Here are Nolene’s 10 suggestions to help you shake up your spending habits – and still have money left at the end of the month!
- The morning coffee run can cost as much as R25 a day. That’s R750 a month, or R9 000 a year. If you invested R750 per month for 5 years at a 7% return, you would accumulate R53 000 in savings.
- You may be coping with your clothing account payments, but the interest payments are high. Consider cutting down on some of your retail accounts.
- It’s important to save for retirement, but do you keep finding things in your budget that need more attention, like DStv and your golf membership? You could easily be spending over R1 000 a month on luxury services you don’t need. Decide what’s really important and what you can do without.

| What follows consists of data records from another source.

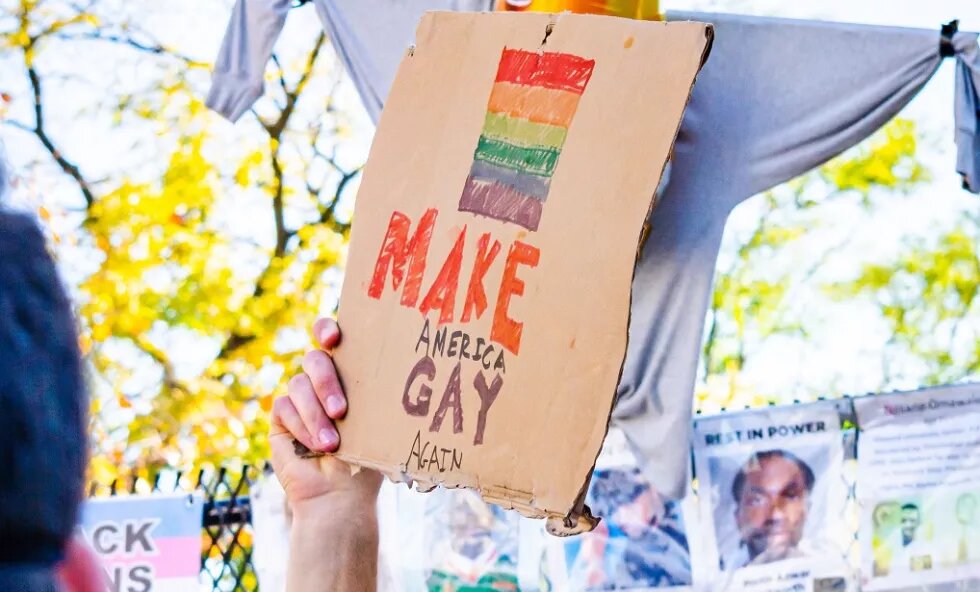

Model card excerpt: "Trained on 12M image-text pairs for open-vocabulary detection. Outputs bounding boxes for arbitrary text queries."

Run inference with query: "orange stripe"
[487,82,580,127]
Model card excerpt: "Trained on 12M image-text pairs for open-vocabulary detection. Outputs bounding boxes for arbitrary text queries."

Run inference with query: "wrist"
[290,491,378,530]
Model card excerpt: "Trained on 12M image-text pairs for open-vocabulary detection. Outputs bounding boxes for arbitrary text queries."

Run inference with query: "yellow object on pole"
[497,0,662,21]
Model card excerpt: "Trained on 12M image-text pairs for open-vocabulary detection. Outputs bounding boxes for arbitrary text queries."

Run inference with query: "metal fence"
[89,465,264,592]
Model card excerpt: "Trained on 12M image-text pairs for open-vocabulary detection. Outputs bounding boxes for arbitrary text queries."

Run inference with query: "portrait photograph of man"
[710,448,840,571]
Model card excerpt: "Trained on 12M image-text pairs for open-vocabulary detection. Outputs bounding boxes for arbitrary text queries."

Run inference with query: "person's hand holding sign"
[269,319,381,592]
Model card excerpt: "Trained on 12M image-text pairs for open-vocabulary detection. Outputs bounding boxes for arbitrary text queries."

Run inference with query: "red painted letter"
[460,232,500,323]
[419,226,466,325]
[490,241,541,355]
[368,209,439,306]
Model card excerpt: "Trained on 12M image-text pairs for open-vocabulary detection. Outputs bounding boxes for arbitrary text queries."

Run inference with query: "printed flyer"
[80,494,204,592]
[854,385,980,592]
[692,401,856,592]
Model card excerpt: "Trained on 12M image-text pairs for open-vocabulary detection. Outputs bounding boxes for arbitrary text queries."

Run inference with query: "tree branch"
[216,32,327,360]
[54,30,208,68]
[24,62,95,208]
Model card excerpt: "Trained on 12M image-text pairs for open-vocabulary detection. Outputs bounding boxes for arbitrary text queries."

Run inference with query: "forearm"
[286,500,378,592]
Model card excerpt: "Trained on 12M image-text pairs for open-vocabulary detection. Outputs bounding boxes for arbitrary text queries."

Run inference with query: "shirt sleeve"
[206,0,290,121]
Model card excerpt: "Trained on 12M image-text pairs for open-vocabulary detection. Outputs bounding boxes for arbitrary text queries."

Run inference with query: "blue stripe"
[81,495,204,538]
[470,160,551,201]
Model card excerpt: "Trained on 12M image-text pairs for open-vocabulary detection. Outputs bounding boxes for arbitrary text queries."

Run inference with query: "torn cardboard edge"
[294,13,714,536]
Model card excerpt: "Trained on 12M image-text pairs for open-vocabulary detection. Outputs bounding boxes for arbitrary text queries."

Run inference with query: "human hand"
[269,319,381,512]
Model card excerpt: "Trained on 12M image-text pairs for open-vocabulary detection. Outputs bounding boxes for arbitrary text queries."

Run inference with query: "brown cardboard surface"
[334,13,711,532]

- Never go shopping without a shopping list. And stick to it! Don’t put anything in the trolley that’s not on the list, and you’ll save.
- Try implementing the 50/30/20 rule. From your after-tax salary, allocate 50% to essentials (housing, transport, utilities and groceries); 30% to financial planning (retirement, savings, risk cover and debt) and 20% to lifestyle (travel and entertainment). If you’re over-indebted, the lifestyle allocation needs to be smaller.
- Sometimes the decision not to spend on risk management tools such as medical aid and insurance can put you under financial strain in the long term. No luxury purchase is worth having to face a big medical bill.
- Avoid buying a new cellphone, laptop or tablet every year, and don’t fall into the trap of having five contracts; just the add-on fees alone will cost you.
- Pay yourself first. Don’t spend your entire salary before you have put some money aside for savings.
- Try to change the habits you get into with friends: opt for stay-at-home get-togethers and bring and braais rather than going out for dinner or pricey activities.
- Teach your child the value of money by paying pocket money for chores. This way they can learn to save to buy the toys they want.